Le Tour et Les Egouts

Le Tour

For 364 days of the year, the words Le Tour in French can mean either "The Tower", as in Le Tour Eiffel, the Eiffel Tower, or "The Tour", as in Le Tour de France, the Tour of France, a grueling three-week bicycle race that takes the competitors through some of the most beautiful countryside in the world.  Today it means only the latter.  And since today was the final leg of the 100th running of Le Tour, it was on my must-do list, even though I'm not a big aficionado of bicycle racing.  So I made my way to the Champs-Elysees again (was it only a week ago I was there for the National Day parade?) and found a spot right on the barricade keeping the crowd out of the street.  For the first time ever, the race would finish with ten laps around the full length of the Champs-Elysees.

The festivities started at 2:30 with the randonnee, a one-lap "fun ride" that involved about 5,000 participants.  There were solo bikers, two-person tandems, three-person tandems, and one jogger, who I'm guessing lost a bet with his buddies and had to leave his bike home.  Next time I'm doing this (and I promise to never run with the bulls at Pamplona).



Then before the race, the caravan came through.  These were the warmup act, vehicles advertising the many sponsors of the event.  Even Mickey was there.  (Disneyland France is No. 2 behind the Eiffel Tower for the most-visited spot in France.)


Finally, the big moment, about 8:00 or so.  After maneuvering for position over the 70 miles or so from Versailles, there they were, gunning down the Champs-Elysees for the first of their ten laps.  These guys get through your view finder in a hurry.  There were 169 riders and I had about 15 seconds before they were out of sight.  Fortunately, due to the round-trip nature of the event, I got 'em comin' and goin'.


It's an interesting thing about events like this.  BEING the crowd and SEEING the crowd are two entirely different events.  Since Anita stayed home and watched it on TV, we got to do it both ways.  And I left after the first two laps, getting home in time to see the finish and closing ceremonies.  Quite a day.

Les Egouts

But wait, there's more!  If you have delicate sensibilities, feel free to change the channel.

Les Egouts, unlike Le Tour, has only one meaning in French: the sewers.  Since I had the run of the city today without Anita, this was the perfect time to satisfy my curiosity.  If you've seen the film version of Les Miserables, you have a reasonably accurate image of the sewers of Paris as they existed 180 years ago.  But time passes and progress happens.  The Sewers Museum is very interesting to an engineer.  For starters, the same people who worry about drainage worry about flood control  And that explains an oddly-placed statue that we noticed on our first day.  This is the Alma bridge, the one we cross more than any other.  Originally it had four such statues, one on each pier, dedicated to soldiers of the Crimean War.  The bridge was replaced in 1974 and all four statues found new homes.  But public outcry over this one caused it to be reinstated, because it had become a popular reference point for the public to know how high the Seine had reached during flooding.  The latest disastrous flood in 1910 came up to his neck.

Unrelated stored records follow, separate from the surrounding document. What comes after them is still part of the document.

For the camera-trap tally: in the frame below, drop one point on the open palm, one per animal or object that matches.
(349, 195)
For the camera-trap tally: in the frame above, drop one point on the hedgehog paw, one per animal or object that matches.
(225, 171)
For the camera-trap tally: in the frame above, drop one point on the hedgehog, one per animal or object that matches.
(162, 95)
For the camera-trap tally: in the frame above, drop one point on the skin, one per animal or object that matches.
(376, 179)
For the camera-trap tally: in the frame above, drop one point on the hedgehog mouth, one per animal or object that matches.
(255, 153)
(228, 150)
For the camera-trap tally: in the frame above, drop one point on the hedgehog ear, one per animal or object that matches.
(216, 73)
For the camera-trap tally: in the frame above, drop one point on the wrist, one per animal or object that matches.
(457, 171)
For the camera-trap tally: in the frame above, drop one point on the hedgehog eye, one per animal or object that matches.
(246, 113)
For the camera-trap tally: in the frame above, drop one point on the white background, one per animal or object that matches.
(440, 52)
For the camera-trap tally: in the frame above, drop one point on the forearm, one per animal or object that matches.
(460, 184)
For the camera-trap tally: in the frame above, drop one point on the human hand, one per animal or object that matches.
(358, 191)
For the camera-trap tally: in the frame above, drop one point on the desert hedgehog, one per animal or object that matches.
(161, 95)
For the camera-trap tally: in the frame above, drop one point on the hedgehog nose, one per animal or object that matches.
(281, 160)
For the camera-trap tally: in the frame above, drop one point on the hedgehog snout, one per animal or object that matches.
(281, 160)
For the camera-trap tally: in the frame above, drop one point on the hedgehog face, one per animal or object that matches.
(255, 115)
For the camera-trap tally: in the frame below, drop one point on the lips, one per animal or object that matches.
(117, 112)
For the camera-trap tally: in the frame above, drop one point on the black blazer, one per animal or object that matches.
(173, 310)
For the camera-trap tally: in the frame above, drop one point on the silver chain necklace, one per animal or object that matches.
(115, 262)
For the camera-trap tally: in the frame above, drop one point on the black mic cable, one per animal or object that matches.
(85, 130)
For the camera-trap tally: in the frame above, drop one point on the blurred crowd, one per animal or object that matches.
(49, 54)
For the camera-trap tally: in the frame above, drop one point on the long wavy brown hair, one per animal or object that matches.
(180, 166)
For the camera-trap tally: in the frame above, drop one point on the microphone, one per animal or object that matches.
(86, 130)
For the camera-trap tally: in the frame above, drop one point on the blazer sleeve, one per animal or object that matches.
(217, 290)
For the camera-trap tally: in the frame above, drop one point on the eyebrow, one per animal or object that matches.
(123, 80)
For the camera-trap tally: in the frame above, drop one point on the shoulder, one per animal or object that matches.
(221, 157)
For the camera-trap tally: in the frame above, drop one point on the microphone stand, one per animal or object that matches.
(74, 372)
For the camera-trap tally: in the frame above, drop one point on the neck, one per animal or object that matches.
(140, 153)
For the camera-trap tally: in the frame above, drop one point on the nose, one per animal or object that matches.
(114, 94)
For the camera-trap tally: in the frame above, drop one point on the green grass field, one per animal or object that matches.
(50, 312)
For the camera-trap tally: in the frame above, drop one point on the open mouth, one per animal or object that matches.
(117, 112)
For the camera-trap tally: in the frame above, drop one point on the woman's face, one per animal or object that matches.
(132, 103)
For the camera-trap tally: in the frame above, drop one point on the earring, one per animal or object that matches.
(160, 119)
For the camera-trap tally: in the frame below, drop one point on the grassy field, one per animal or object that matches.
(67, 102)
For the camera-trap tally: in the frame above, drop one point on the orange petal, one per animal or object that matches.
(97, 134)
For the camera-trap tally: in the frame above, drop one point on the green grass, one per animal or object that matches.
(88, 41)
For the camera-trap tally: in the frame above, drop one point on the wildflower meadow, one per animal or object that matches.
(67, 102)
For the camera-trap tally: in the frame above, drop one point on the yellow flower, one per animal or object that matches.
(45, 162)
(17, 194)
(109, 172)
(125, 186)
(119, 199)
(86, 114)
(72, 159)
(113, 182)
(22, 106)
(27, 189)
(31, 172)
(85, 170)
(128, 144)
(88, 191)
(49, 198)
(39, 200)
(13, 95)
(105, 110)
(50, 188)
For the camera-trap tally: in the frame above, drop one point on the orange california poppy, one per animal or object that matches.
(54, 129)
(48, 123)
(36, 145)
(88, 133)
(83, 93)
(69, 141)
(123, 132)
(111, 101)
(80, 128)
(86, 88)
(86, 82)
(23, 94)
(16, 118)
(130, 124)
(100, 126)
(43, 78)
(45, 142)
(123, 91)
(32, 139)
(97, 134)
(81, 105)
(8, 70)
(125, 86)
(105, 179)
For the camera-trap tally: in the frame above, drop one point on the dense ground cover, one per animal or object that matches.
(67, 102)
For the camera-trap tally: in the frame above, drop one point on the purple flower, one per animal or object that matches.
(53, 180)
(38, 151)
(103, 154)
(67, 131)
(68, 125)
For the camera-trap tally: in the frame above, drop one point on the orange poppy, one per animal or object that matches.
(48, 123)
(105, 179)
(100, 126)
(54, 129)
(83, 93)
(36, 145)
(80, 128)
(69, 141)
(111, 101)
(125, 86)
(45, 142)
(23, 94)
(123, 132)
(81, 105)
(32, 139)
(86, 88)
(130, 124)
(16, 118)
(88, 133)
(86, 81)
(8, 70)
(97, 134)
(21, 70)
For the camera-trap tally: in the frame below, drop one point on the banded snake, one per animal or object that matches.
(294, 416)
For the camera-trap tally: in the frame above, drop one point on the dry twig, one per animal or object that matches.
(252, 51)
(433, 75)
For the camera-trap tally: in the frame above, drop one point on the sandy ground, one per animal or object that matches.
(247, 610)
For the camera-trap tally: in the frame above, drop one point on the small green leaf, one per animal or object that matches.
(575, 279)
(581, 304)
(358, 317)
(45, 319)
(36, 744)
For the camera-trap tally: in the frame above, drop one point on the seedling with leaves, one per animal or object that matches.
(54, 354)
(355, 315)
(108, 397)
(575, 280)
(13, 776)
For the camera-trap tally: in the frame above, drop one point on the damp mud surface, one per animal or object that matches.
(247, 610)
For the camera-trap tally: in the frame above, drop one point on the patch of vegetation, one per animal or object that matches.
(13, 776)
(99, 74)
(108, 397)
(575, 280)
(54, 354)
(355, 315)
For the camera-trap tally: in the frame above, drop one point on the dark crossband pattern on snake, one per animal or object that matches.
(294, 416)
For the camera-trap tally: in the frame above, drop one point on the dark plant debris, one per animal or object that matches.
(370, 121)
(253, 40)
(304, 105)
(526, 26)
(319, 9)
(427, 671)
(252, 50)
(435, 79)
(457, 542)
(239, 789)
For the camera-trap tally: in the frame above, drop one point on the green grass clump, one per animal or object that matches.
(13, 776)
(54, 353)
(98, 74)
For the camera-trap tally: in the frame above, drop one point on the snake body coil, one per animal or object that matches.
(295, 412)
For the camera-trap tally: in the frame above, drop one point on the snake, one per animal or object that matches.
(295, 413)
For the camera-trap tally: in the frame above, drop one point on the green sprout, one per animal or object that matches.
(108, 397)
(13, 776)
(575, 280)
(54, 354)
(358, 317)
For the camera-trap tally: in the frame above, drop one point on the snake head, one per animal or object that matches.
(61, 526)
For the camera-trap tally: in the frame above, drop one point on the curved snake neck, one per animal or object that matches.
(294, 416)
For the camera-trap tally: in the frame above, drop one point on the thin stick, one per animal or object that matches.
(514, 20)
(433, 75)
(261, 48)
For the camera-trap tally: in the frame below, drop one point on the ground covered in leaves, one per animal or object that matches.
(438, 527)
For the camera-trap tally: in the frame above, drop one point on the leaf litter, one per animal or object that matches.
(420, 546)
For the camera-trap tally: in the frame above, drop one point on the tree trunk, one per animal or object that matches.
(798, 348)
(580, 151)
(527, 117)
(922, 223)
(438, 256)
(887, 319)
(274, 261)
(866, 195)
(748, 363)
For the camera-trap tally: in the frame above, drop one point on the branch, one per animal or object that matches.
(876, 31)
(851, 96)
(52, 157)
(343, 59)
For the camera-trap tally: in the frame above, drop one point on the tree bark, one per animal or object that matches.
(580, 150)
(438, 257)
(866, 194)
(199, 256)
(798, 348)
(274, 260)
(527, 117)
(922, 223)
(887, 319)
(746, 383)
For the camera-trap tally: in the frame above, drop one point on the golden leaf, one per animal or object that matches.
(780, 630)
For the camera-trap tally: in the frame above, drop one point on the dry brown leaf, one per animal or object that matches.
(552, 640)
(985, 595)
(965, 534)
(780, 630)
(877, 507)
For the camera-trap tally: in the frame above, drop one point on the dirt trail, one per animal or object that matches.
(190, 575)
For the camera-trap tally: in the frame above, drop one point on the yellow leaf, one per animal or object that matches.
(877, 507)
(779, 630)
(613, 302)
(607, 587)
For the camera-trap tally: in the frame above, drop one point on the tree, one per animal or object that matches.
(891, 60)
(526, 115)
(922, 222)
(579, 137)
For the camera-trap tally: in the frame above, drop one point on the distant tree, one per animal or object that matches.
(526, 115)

The Parisian sewer system was the world's first underground sewer.  As you might imagine, it started simple and became more and more complex as the city grew.  It now carries not only raw sewage but drinking water, non-drinking water, electricity, and the pneumatic tubes that were eventually largely replaced with fax machines.  It's clean enough in the museum area, but if you look down in a few key spots and give your imagination free rein, you can see Jean Valjean's tracks left over from rescuing Marius for Cosette.

Ingenuity abounds in the sewage trade.  In any situation involving slow-moving water, silt is a problem, gradually filling and blocking the channel.  The Parisians solved this problem in two ways.  In much of the system, "flushing boats" are used.  But there are small channels that cannot be so reached.  In these channels, a ball slightly smaller than the channel is lowered into the upstream end.  It blocks most of the channel, causing the effluent (nice choice of words, don't you think?) to flow faster, sweeping the silt below with it, and the ball itself follows along at a slower pace.  When the ball reaches the other end of the channel, it is extracted, dismantled, carted back to the other side, reassembled, and the process is repeated as needed.


So today I had two once-in-a-lifetime experiences.  We have one more full week here.  We plan to take it a little easier as we wrap things up.